A semi-formal letter could be to a company, your local newspaper, or the local government, probably to tell them about a complaint or an opinion you have, or maybe to apply for a job. In the exam, you don’t need to write an address, the date, or the subject. If you want to include these, the number of words in these parts doesn’t count in the number of words you have to write.
In this case, you need to use more formal language, (for example using the passive voice, e.g. “it is said”, “the quality has become worse”, etc.) and will probably start with an expression like “Dear Sir/Madam”, “Dear Mr Jones”, “Dear Sirs” etc. The ending will also be fairly formal, for example: “Yours faithfully”.

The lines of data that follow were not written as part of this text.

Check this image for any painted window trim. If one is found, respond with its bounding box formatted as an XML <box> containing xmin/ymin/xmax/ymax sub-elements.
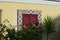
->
<box><xmin>17</xmin><ymin>10</ymin><xmax>42</xmax><ymax>30</ymax></box>
<box><xmin>0</xmin><ymin>0</ymin><xmax>60</xmax><ymax>5</ymax></box>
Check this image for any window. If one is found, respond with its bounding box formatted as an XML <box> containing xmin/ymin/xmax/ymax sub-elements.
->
<box><xmin>22</xmin><ymin>14</ymin><xmax>38</xmax><ymax>26</ymax></box>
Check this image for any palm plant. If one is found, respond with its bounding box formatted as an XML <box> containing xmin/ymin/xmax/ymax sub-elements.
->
<box><xmin>43</xmin><ymin>16</ymin><xmax>55</xmax><ymax>40</ymax></box>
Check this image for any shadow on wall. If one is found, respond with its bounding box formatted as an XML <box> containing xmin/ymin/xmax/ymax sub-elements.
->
<box><xmin>50</xmin><ymin>16</ymin><xmax>60</xmax><ymax>40</ymax></box>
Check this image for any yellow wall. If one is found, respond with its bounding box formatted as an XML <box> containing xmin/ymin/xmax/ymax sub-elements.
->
<box><xmin>0</xmin><ymin>2</ymin><xmax>60</xmax><ymax>25</ymax></box>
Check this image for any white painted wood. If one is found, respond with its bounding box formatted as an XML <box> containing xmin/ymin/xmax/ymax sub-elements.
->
<box><xmin>0</xmin><ymin>0</ymin><xmax>60</xmax><ymax>5</ymax></box>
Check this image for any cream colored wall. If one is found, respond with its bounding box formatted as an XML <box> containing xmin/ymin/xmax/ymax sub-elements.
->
<box><xmin>0</xmin><ymin>2</ymin><xmax>60</xmax><ymax>25</ymax></box>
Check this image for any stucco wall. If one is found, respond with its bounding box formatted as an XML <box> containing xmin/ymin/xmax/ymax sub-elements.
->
<box><xmin>0</xmin><ymin>2</ymin><xmax>60</xmax><ymax>25</ymax></box>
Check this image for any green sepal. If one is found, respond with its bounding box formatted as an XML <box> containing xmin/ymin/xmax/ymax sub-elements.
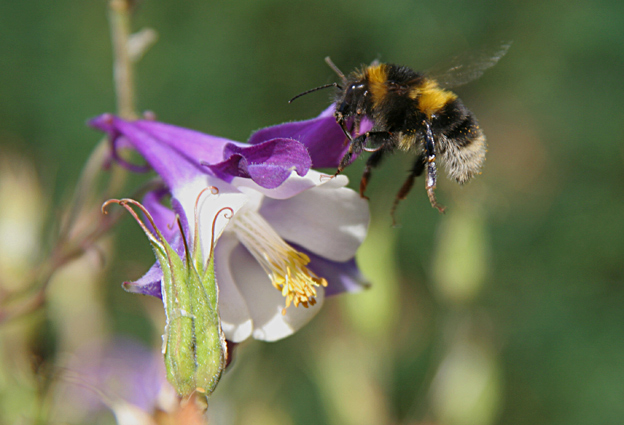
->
<box><xmin>130</xmin><ymin>215</ymin><xmax>226</xmax><ymax>397</ymax></box>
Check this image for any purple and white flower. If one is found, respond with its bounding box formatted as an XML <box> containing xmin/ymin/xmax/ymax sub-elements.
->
<box><xmin>90</xmin><ymin>108</ymin><xmax>369</xmax><ymax>342</ymax></box>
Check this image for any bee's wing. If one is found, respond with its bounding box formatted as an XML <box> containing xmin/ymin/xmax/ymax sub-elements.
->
<box><xmin>426</xmin><ymin>41</ymin><xmax>511</xmax><ymax>88</ymax></box>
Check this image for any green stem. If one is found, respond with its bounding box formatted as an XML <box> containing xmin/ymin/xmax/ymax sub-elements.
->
<box><xmin>109</xmin><ymin>0</ymin><xmax>137</xmax><ymax>119</ymax></box>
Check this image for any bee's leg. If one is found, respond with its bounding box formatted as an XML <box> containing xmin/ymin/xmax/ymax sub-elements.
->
<box><xmin>388</xmin><ymin>154</ymin><xmax>425</xmax><ymax>226</ymax></box>
<box><xmin>423</xmin><ymin>121</ymin><xmax>444</xmax><ymax>213</ymax></box>
<box><xmin>334</xmin><ymin>131</ymin><xmax>392</xmax><ymax>176</ymax></box>
<box><xmin>360</xmin><ymin>149</ymin><xmax>385</xmax><ymax>199</ymax></box>
<box><xmin>334</xmin><ymin>133</ymin><xmax>368</xmax><ymax>176</ymax></box>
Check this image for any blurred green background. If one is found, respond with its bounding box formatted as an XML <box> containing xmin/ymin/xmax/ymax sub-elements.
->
<box><xmin>0</xmin><ymin>0</ymin><xmax>624</xmax><ymax>425</ymax></box>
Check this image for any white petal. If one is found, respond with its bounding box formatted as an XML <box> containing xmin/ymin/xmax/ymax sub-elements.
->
<box><xmin>215</xmin><ymin>233</ymin><xmax>253</xmax><ymax>342</ymax></box>
<box><xmin>232</xmin><ymin>170</ymin><xmax>349</xmax><ymax>199</ymax></box>
<box><xmin>260</xmin><ymin>181</ymin><xmax>370</xmax><ymax>261</ymax></box>
<box><xmin>230</xmin><ymin>245</ymin><xmax>325</xmax><ymax>341</ymax></box>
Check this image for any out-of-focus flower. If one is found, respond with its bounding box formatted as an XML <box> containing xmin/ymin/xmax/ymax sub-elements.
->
<box><xmin>54</xmin><ymin>338</ymin><xmax>203</xmax><ymax>425</ymax></box>
<box><xmin>90</xmin><ymin>110</ymin><xmax>369</xmax><ymax>342</ymax></box>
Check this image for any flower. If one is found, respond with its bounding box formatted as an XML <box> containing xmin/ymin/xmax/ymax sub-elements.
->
<box><xmin>52</xmin><ymin>337</ymin><xmax>203</xmax><ymax>425</ymax></box>
<box><xmin>90</xmin><ymin>109</ymin><xmax>369</xmax><ymax>342</ymax></box>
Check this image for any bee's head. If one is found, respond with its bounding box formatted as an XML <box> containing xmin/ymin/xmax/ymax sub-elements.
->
<box><xmin>335</xmin><ymin>79</ymin><xmax>368</xmax><ymax>121</ymax></box>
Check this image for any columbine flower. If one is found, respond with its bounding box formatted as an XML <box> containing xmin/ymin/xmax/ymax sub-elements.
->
<box><xmin>90</xmin><ymin>109</ymin><xmax>369</xmax><ymax>342</ymax></box>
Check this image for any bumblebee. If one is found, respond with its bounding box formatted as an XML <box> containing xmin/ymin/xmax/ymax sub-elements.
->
<box><xmin>291</xmin><ymin>44</ymin><xmax>509</xmax><ymax>217</ymax></box>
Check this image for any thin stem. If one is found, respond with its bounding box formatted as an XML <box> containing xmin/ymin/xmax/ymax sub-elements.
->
<box><xmin>109</xmin><ymin>0</ymin><xmax>137</xmax><ymax>119</ymax></box>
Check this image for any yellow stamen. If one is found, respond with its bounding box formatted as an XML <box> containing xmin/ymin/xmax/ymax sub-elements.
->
<box><xmin>231</xmin><ymin>211</ymin><xmax>327</xmax><ymax>314</ymax></box>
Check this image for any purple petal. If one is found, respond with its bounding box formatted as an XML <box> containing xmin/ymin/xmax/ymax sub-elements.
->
<box><xmin>249</xmin><ymin>105</ymin><xmax>372</xmax><ymax>168</ymax></box>
<box><xmin>89</xmin><ymin>114</ymin><xmax>207</xmax><ymax>190</ymax></box>
<box><xmin>143</xmin><ymin>188</ymin><xmax>179</xmax><ymax>241</ymax></box>
<box><xmin>207</xmin><ymin>139</ymin><xmax>312</xmax><ymax>189</ymax></box>
<box><xmin>121</xmin><ymin>262</ymin><xmax>163</xmax><ymax>299</ymax></box>
<box><xmin>59</xmin><ymin>337</ymin><xmax>168</xmax><ymax>412</ymax></box>
<box><xmin>290</xmin><ymin>243</ymin><xmax>370</xmax><ymax>297</ymax></box>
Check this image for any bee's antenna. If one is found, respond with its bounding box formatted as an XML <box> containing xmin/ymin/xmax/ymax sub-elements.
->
<box><xmin>325</xmin><ymin>56</ymin><xmax>347</xmax><ymax>83</ymax></box>
<box><xmin>288</xmin><ymin>83</ymin><xmax>342</xmax><ymax>103</ymax></box>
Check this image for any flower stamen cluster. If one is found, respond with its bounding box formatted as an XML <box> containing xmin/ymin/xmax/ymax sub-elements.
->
<box><xmin>231</xmin><ymin>211</ymin><xmax>327</xmax><ymax>314</ymax></box>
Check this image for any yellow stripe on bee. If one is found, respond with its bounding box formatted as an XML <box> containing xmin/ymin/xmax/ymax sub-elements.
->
<box><xmin>410</xmin><ymin>79</ymin><xmax>457</xmax><ymax>118</ymax></box>
<box><xmin>366</xmin><ymin>63</ymin><xmax>388</xmax><ymax>108</ymax></box>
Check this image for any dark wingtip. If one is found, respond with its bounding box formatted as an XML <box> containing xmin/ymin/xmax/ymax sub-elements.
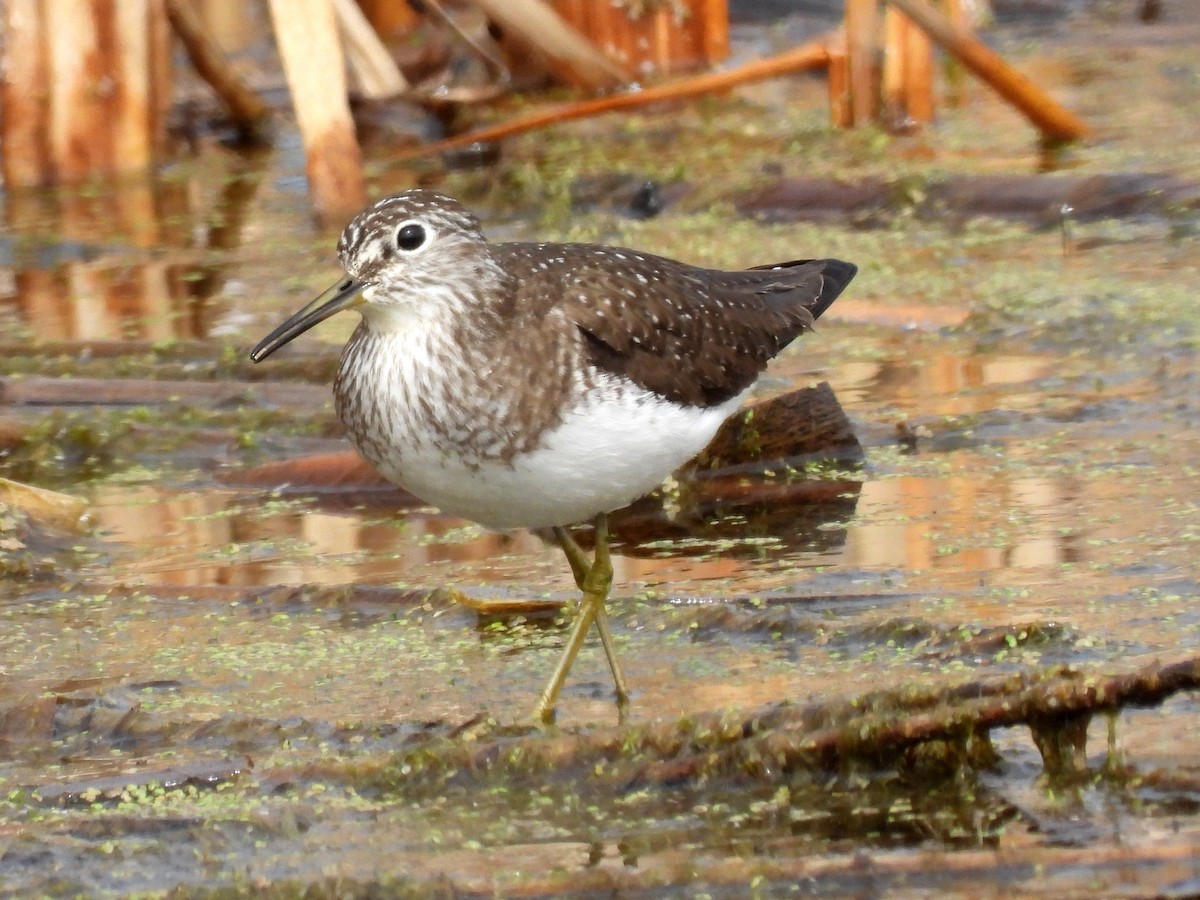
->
<box><xmin>809</xmin><ymin>259</ymin><xmax>858</xmax><ymax>319</ymax></box>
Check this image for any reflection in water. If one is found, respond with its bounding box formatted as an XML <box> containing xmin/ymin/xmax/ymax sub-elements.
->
<box><xmin>0</xmin><ymin>156</ymin><xmax>265</xmax><ymax>342</ymax></box>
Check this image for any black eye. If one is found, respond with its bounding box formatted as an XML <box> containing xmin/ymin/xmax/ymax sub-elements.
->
<box><xmin>396</xmin><ymin>223</ymin><xmax>425</xmax><ymax>250</ymax></box>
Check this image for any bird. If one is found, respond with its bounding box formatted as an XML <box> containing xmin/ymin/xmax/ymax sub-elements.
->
<box><xmin>251</xmin><ymin>188</ymin><xmax>857</xmax><ymax>725</ymax></box>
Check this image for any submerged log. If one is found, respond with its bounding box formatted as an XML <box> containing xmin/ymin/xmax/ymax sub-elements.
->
<box><xmin>360</xmin><ymin>656</ymin><xmax>1200</xmax><ymax>791</ymax></box>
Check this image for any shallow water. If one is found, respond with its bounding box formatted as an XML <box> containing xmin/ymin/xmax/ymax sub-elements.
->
<box><xmin>0</xmin><ymin>6</ymin><xmax>1200</xmax><ymax>895</ymax></box>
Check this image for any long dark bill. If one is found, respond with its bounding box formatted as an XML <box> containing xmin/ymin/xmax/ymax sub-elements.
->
<box><xmin>250</xmin><ymin>278</ymin><xmax>366</xmax><ymax>362</ymax></box>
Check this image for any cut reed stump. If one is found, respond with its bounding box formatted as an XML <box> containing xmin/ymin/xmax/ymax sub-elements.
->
<box><xmin>888</xmin><ymin>0</ymin><xmax>1090</xmax><ymax>140</ymax></box>
<box><xmin>269</xmin><ymin>0</ymin><xmax>367</xmax><ymax>222</ymax></box>
<box><xmin>0</xmin><ymin>0</ymin><xmax>170</xmax><ymax>187</ymax></box>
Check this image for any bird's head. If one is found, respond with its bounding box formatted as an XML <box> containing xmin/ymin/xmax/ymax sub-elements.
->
<box><xmin>250</xmin><ymin>190</ymin><xmax>498</xmax><ymax>362</ymax></box>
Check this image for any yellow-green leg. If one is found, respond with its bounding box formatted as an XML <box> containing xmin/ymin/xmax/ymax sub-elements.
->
<box><xmin>534</xmin><ymin>514</ymin><xmax>629</xmax><ymax>725</ymax></box>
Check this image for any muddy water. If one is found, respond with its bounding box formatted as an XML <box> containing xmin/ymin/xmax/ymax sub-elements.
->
<box><xmin>0</xmin><ymin>7</ymin><xmax>1200</xmax><ymax>895</ymax></box>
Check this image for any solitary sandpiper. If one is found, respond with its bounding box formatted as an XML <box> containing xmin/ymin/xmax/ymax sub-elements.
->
<box><xmin>251</xmin><ymin>190</ymin><xmax>857</xmax><ymax>722</ymax></box>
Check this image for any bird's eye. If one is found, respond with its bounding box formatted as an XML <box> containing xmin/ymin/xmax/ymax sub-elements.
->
<box><xmin>396</xmin><ymin>222</ymin><xmax>425</xmax><ymax>251</ymax></box>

A report is usually written for your boss, or for a customer. For example, you may be asked to suggest ways of improving how your company treats customers, or you may have to make suggestions to a client about their business. A report needs to start with a title, and to have several sections which each have a different main idea. The sections should each have a heading on a separate line. You will need at least 3 sections, normally you will need more than 3. The first section should be the Introduction, then you will need one or more sections to present your findings, and finally a section (usually called Summary or Conclusion or Recommendations, depending on the style of report you have written).
An article is something written to be published – in a blog, a newspaper, a magazine or something similar. It is written to interest the reader of the publication. Again, the style should be semi-formal, unless you are writing in a discussion forum. An article needs a title, like the report does, but doesn’t need headings for the sections. You’ll need to write an introduction in the first paragraph, and remember to summarise the main point(s) for the reader at the end of the article. The article needs to be structured, with each paragraph having a main idea.
A review is special type of article. It should start with a title for the review and be written in a semi-formal style. It’s written for a blog, newspaper or magazine, but it reports your opinion about something. It could be a review of a restaurant, a fashion show, a film, a book, etc. It’s very similar to an article, but here what counts is your opinion, which you should justify. For example, don’t just say that the service was bad or that the food was terrible, say that the food took over forty minutes to arrive at the table, and it was served luke-warm. Again, the review, like an article, should start with a short introduction and finish by summarising your opinion and the reason for having it.
An essay will usually ask you to discuss something. As in the other types of document that you can be asked to write, it should be structured with a main idea in each paragraph.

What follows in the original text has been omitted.